Les organisations syndicales SE-Unsa, Sgen-CFDT et SNE-CSEN tiendront une conférence de presse commune en visioconférence à l’issue du prochain groupe de travail sur la direction d’école le mardi 24 novembre à 15h.

Paris, le 19 novembre 2020

Contacts presse Président GDID : Alain REI alain.rei@gdid.education Port : 06 33 56 13 07



mercredi 18 novembre 2020

Le Dindon de la Farce

Je retiendrai de ce 16 novembre que, directeur d’école avancé dans la carrière, pilotant 310 élèves sur 13 classes et regroupements, je fus comme beaucoup d’entre nous le dindon de la farce…

Au Moyen-Age, les « farces », courtes comédies bouffonnes et sociales, mettaient en scène des hommes crédules, déguisés en dindons (pour signifier un homme dupe, facilement manipulable) dont on se moquait.

Ainsi par exemple, La Farce de maître Pathelin…

La Farce de Maitre Dirlo-lette

Aujourd’hui, nous venons de vivre La Farce de Maitre Dirlo-lette, opéra bouffe en un acte, à ceci près qu’il ne s’agit pas d’un auteur anonyme mais d’un ministre clairement identifié.

Plusieurs sentiments me traversent depuis que je suis sorti de l’école et que bien malheureusement après avoir eu mon ami et Président de notre GDID Alain REI au téléphone, j’ai allumé la radio…

Colère, abattement, résignation, dégoût… je ne vais pas tout citer, vous trouverez toutes les nuances de cette grisaille émotionnelle.

Soyons clairs : la première phrase est flatteuse pour l’auditeur moyen : 400 millions d’euros pour revaloriser les enseignants ! Énorme !
Puis vient le détail : une prime d’équipement numérique de … 150€, première plume arrachée au dindon qui pourra dès lors s’acheter une souris sans fil afin de courir derrière !
Ah, mais mon pauvre gallinacé, ce n’est pas fini : ce n’est pas pour tout le monde, que nenni !
Vous qui avez perdu des plumes au gré de votre métier, vous qui avez cru même un instant au fameux GRAF, vous n’aurez rien… 

Une prime n'est pas une revalorisation !

Attention, c’est très bien que nos jeunes dindons puissent avoir une prime d’attractivité, même si elle me fait penser à une ancienne pub du sel Cérébos : ce petit garçon cruel qui courrait derrière un coquelet pour lui saupoudrer la queue de sel fin… Un peu miroir aux alouettes !

Explication : il s’agit d’une prime, dégressive en fonction de l’ancienneté (une première !), et non d’une augmentation de salaire (augmentation du point d’indice ou augmentation de l’indice)
Résultat : rien n’augmente vraiment, car une prime dégressive attachée à l’ancienneté ne se perpétue pas d’année en année… par définition.
Bon, notre dindon en a vu d’autres, et continuant de glaner ses graines, il arrive à la direction d’école.
Enfin ! Glousse-t-il…

La direction d'école moquée

Ben, euh, comment dire, non … non plus…
Et hop, quelques plumes arrachées du croupion…
Car, avec forces formules habiles, notre sémillant ministre flatte encore une fois l’auditeur au détriment du volatile :
Ce sont les petites écoles qui vont être, enfin, récompensées.
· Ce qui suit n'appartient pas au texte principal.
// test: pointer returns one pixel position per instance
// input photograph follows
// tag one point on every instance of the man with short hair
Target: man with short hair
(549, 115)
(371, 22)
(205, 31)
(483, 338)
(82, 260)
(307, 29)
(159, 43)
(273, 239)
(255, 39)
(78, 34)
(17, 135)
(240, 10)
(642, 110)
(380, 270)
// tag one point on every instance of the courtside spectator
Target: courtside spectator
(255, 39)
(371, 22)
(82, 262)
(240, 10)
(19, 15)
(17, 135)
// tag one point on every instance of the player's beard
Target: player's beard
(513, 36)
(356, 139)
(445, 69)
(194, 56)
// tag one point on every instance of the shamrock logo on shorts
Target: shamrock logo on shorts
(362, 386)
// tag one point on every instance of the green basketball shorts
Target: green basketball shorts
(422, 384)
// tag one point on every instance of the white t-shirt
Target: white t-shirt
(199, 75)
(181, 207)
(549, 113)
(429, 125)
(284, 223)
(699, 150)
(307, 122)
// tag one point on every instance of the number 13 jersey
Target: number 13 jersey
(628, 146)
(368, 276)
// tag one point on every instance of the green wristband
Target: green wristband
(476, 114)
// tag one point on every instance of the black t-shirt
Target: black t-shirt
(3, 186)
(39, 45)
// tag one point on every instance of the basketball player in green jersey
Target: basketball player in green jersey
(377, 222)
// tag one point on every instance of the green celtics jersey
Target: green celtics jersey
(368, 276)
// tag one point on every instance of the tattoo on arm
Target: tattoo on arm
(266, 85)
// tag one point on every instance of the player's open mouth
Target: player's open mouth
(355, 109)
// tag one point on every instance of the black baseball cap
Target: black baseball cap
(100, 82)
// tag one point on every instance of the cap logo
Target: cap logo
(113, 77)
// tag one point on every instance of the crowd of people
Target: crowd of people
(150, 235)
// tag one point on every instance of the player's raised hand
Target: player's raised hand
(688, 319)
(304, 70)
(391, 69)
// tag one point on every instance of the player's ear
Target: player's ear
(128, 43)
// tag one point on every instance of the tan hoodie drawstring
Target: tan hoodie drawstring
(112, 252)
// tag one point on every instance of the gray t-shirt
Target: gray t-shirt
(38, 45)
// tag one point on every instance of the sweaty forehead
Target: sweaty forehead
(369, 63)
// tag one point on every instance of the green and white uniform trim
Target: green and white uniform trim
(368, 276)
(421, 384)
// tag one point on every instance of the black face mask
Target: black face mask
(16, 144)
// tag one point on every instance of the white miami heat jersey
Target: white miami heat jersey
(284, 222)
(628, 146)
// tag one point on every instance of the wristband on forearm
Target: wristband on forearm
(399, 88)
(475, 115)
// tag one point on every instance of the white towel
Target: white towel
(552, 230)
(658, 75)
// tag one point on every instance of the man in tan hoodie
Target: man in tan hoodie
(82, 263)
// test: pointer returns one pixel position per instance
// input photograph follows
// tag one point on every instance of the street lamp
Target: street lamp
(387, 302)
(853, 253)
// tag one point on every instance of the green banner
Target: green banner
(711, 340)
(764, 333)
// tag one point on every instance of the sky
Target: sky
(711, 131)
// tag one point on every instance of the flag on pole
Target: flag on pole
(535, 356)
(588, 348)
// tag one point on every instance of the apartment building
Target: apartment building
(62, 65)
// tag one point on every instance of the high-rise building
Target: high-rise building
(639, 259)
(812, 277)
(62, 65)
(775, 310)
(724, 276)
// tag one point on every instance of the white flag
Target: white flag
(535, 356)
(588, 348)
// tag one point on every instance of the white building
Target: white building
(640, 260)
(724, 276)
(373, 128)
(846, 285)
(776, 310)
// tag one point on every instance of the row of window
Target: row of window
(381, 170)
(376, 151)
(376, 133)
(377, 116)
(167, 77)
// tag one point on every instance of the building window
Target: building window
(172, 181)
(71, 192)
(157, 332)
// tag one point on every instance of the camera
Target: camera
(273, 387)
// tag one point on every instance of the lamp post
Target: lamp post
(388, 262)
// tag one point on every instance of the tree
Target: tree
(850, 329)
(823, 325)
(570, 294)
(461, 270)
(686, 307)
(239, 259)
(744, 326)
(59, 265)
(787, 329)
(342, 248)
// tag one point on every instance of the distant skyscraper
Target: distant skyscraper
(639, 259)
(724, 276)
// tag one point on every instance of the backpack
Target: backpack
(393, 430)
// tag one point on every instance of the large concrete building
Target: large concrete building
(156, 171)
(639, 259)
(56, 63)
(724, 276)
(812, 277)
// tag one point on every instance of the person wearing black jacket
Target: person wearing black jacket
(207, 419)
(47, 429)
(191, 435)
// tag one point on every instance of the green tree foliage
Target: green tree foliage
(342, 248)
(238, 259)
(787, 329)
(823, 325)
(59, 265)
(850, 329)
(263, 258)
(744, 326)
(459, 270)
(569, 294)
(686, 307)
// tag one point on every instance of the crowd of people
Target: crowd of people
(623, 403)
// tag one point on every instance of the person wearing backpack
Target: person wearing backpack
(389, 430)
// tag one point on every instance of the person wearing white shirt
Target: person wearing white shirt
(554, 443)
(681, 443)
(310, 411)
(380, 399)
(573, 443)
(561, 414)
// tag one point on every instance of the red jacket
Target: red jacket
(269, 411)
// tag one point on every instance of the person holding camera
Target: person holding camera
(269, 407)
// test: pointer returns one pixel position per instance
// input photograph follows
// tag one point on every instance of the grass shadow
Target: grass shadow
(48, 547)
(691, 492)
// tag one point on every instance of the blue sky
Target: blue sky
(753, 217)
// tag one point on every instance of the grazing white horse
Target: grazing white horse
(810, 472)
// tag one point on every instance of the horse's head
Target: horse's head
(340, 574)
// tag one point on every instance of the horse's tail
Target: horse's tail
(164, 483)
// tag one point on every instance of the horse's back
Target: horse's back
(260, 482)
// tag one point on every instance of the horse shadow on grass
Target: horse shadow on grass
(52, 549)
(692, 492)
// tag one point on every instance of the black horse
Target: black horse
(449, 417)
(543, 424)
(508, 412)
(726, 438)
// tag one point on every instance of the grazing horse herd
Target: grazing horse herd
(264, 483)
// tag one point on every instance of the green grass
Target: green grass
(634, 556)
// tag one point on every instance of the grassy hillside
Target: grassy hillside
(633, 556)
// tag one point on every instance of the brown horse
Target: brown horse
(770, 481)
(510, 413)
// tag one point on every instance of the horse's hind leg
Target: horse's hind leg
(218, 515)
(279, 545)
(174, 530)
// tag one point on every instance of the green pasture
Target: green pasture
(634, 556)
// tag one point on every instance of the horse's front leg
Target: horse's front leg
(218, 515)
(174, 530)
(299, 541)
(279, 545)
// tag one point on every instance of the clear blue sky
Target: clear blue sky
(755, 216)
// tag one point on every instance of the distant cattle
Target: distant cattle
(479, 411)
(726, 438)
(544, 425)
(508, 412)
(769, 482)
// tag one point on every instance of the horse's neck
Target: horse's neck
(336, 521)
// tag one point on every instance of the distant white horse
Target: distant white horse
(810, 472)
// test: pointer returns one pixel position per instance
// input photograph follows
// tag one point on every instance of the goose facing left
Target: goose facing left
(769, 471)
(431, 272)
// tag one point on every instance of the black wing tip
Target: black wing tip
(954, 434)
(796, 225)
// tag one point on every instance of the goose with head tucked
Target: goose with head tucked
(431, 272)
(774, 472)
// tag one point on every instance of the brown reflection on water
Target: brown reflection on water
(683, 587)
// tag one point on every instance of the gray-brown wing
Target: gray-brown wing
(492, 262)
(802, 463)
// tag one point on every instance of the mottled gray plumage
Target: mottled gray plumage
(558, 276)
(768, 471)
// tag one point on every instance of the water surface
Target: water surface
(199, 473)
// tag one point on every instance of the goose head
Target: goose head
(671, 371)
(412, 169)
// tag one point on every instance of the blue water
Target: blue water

Vous savez, celles qui sont la majorité des 45000 écoles de France… A priori, notre dindon peut y voir une belle preuve de solidarité, un peu de justice... Ah, mais non... Le dindon n'a que des graines vides et avariées...

Parce qu'en fait, ce n’est enfin que la mise en place, de ce qui est du à ces “petites“ écoles abandonnées depuis des années : leur directeur ou directrice avait droit à une décharge que jamais on ne leur donna faute de moyens humains disait-on. Sur les 1500 équivalents temps plein, cela en représente 900… Je vous laisse faire le calcul de l’effort inimaginable pour une maison de 333000 enseignants dans le premier degré public…
Bien sûr que c’est une bonne chose, bien sûr que la moitié des écoles de France doit pouvoir compter sur une direction d’école ayant du temps pour sa mission… Sauf que ce n’est pas cela… Juste le rattrapage de ce qui avait été annoncé à l’auditeur crédule il y a plusieurs années et qui ne fut jamais appliqué…
Après les plumes de la queue, on fait mine de remplumer les ailes de notre pauvre dindon que l’on avait déjà coupées…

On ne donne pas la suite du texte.